From here, the letter ends rather abruptly with the statement “our friends are all in their usual health” while F.P.F. was urged to write every time the mail was sent out by steamer from the Los Angeles area. The official Reading death register recorded that Cynthia’s cause of death was “bronchial consumption,” considered a variation of pulmonary tuberculosis, which was sometimes known as phthisis (pronounced tie-sis or thigh-sis).

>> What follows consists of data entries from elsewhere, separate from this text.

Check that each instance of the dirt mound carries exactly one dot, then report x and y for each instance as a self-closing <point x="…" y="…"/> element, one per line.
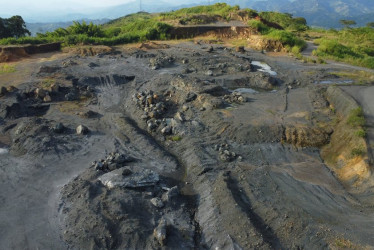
<point x="153" y="45"/>
<point x="89" y="50"/>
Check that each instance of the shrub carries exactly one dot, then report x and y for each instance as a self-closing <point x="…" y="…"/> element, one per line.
<point x="259" y="26"/>
<point x="287" y="38"/>
<point x="361" y="133"/>
<point x="356" y="118"/>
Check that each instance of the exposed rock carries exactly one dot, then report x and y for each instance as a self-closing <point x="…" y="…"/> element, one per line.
<point x="170" y="194"/>
<point x="157" y="202"/>
<point x="240" y="49"/>
<point x="58" y="128"/>
<point x="47" y="98"/>
<point x="3" y="91"/>
<point x="191" y="97"/>
<point x="137" y="179"/>
<point x="72" y="96"/>
<point x="55" y="88"/>
<point x="235" y="97"/>
<point x="160" y="232"/>
<point x="82" y="130"/>
<point x="88" y="114"/>
<point x="40" y="93"/>
<point x="166" y="130"/>
<point x="48" y="69"/>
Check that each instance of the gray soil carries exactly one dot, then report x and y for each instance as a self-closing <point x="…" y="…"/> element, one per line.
<point x="172" y="157"/>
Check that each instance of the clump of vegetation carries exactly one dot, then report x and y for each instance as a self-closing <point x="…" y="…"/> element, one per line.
<point x="356" y="152"/>
<point x="285" y="20"/>
<point x="13" y="27"/>
<point x="350" y="45"/>
<point x="6" y="68"/>
<point x="361" y="133"/>
<point x="356" y="118"/>
<point x="221" y="9"/>
<point x="288" y="39"/>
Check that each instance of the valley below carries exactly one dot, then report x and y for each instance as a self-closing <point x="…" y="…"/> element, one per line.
<point x="183" y="145"/>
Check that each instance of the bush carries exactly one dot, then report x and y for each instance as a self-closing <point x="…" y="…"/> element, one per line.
<point x="361" y="133"/>
<point x="259" y="26"/>
<point x="285" y="20"/>
<point x="356" y="118"/>
<point x="287" y="39"/>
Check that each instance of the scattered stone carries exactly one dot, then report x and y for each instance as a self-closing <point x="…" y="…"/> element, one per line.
<point x="160" y="232"/>
<point x="47" y="98"/>
<point x="180" y="116"/>
<point x="157" y="202"/>
<point x="88" y="114"/>
<point x="224" y="153"/>
<point x="170" y="194"/>
<point x="161" y="61"/>
<point x="240" y="49"/>
<point x="191" y="96"/>
<point x="126" y="172"/>
<point x="48" y="69"/>
<point x="93" y="65"/>
<point x="82" y="130"/>
<point x="55" y="88"/>
<point x="138" y="179"/>
<point x="40" y="93"/>
<point x="3" y="91"/>
<point x="58" y="128"/>
<point x="185" y="108"/>
<point x="72" y="96"/>
<point x="235" y="97"/>
<point x="166" y="130"/>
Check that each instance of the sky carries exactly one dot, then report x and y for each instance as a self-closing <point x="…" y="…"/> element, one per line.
<point x="25" y="6"/>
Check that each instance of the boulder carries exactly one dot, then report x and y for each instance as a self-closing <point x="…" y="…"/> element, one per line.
<point x="157" y="202"/>
<point x="138" y="178"/>
<point x="40" y="93"/>
<point x="82" y="130"/>
<point x="3" y="91"/>
<point x="160" y="232"/>
<point x="58" y="128"/>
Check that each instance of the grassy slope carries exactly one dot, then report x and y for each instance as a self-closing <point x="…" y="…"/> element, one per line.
<point x="354" y="46"/>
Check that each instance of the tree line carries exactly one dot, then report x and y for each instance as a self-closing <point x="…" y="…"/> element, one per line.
<point x="14" y="26"/>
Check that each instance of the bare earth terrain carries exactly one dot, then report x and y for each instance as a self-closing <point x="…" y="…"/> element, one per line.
<point x="180" y="146"/>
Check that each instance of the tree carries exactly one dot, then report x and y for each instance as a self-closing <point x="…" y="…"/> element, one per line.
<point x="13" y="27"/>
<point x="371" y="24"/>
<point x="347" y="23"/>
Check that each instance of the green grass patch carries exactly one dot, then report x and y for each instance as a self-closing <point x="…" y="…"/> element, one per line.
<point x="356" y="118"/>
<point x="288" y="39"/>
<point x="6" y="68"/>
<point x="354" y="46"/>
<point x="361" y="133"/>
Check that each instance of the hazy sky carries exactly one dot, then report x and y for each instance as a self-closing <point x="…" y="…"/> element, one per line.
<point x="21" y="6"/>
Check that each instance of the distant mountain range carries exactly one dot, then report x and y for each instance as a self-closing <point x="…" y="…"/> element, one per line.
<point x="323" y="13"/>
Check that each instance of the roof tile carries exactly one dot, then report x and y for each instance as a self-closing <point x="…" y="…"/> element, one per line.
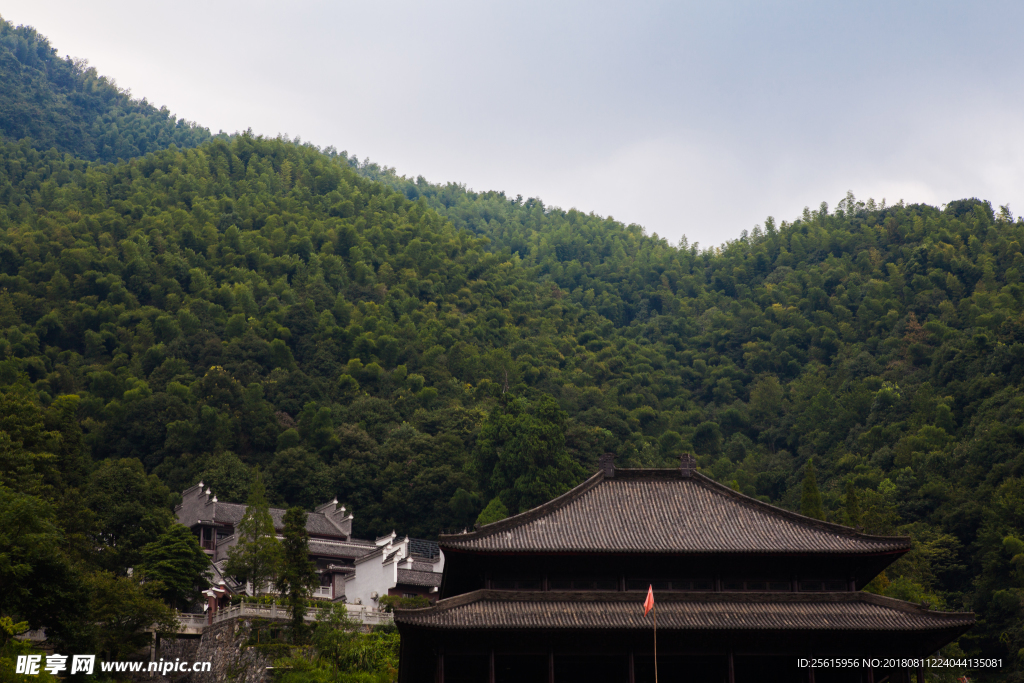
<point x="823" y="611"/>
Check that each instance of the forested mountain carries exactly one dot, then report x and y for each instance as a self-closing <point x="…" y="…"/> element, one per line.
<point x="424" y="351"/>
<point x="64" y="103"/>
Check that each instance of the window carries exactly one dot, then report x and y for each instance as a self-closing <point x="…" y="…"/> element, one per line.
<point x="516" y="584"/>
<point x="666" y="585"/>
<point x="823" y="586"/>
<point x="759" y="585"/>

Notably, not long before her death, F.P.F. encouraged her to come to California and seek relief from her affliction, something that became quite common as transportation improved to the west coast. By the late 19th century, greater Los Angeles was known as a “health-seekers paradise,” with its temperate climate considered ideal for consumptives and resorts and sanitariums opened throughout the region, especially in the foothill communities of the San Gabriel Valley, such as Monrovia and Sierra Madre.
Tuberculosis also struck F.P.F.’s second child, Francis, who, during his years of occupancy and ownership of the Workman Homestead from 1876 and 1888 sought relief from the malady by taking long sojourns in the desert climate of Arizona. Not much older than Cynthia when she died, Francis succumbed to consumption in August 1888 and it is interesting that, in a letter, from just five months later and recently highlighted in this blog, his brother William tried to assure another sibling, probably Walter (later owner of the Homestead) that their sister Margarita’s illness was probably just a cold, not TB. Such was the fear, however, that the contagion caused!
As to a visit from F.P.F., that actually did happen almost thirty years after he left “to make a fortune.” In 1870, having, in fact, built up a substantial estate and, by some accounts, becoming a millionaire, he traveled over the newly completed transcontinental railroad to see his old home, taking his sons Francis and William to enroll them at Harvard Law School and the Massachusetts Institute of Technology, respectively (later, son John would attend the Reading High School and a commercial college in Boston.) Included was a reunion with Clarinda and one can imagine the joy she felt after having “drunk deep of the cup of affliction” thirteen years before.